Python FastAPI pandas scikit-learn Jupyter

Player similarity analysis built on the FIFA 22 dataset. Users define a custom player profile — position and attribute ratings — and the system returns the most comparable real players using cosine similarity.

Includes a training notebook (training.ipynb) and a FastAPI app (app.py) backed by players_22.csv.

TL;DR
#

What this is: A sports analytics project that lets users build a player profile and find similar FIFA 22 players based on seven comparable attributes.

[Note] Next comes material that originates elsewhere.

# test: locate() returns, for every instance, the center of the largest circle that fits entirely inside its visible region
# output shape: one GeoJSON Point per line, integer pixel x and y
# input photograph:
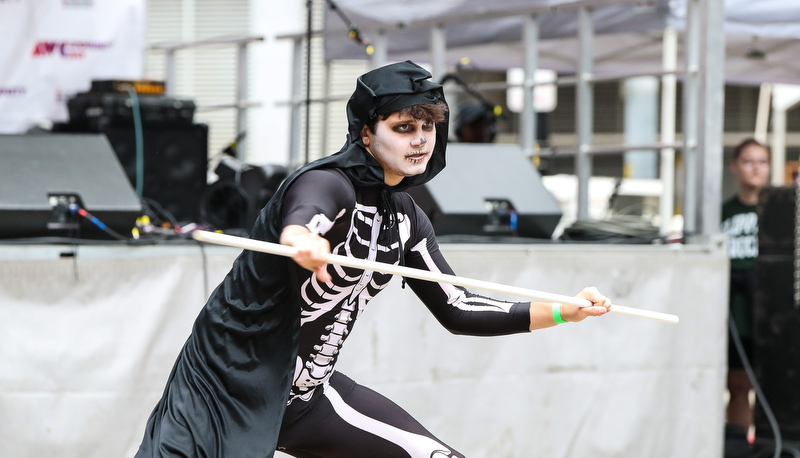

What this isn’t: A production scouting platform. Results are useful but would benefit from additional filters and features.

Stack: Python, pandas, scikit-learn, FastAPI.

Problem Statement
#

Let users build a player profile from attributes they care about, then surface similar real players from the dataset. That similarity layer can support further use cases — team formation ideas, recruitment comparisons, or game-like player discovery.

Dataset
#

  • Source: Kaggle — FIFA 22 player data
  • Selection: Multiple datasets were evaluated for completeness and fit; FIFA 22 was chosen for a simulation-game-like experience accessible to a general audience
  • Earlier exploration: Data from fbref and Transfermarkt was considered, but scraping added complexity without matching the intended UX

Data Cleaning and Preprocessing
#

  • Removed missing and inconsistent entries
  • Normalized and standardized numerical values
  • Handled outliers and imbalanced data where needed
  • Mapped detailed position codes into broader roles (attacker, midfielder, defender); goalkeepers are excluded from similarity search

Feature Selection
#

Seven features drive comparison:

FeatureDataset column
Positionplayer_positions
Speedpace
Passingpassing
Dribblingdribbling
Defensedefending
Physicphysic
Shootingshooting

These were chosen because they directly influence player comparison and are easy for a general user to fill in.

Encoding and Similarity
#

One-hot encoding for position — preserves category uniqueness without implying order between positions.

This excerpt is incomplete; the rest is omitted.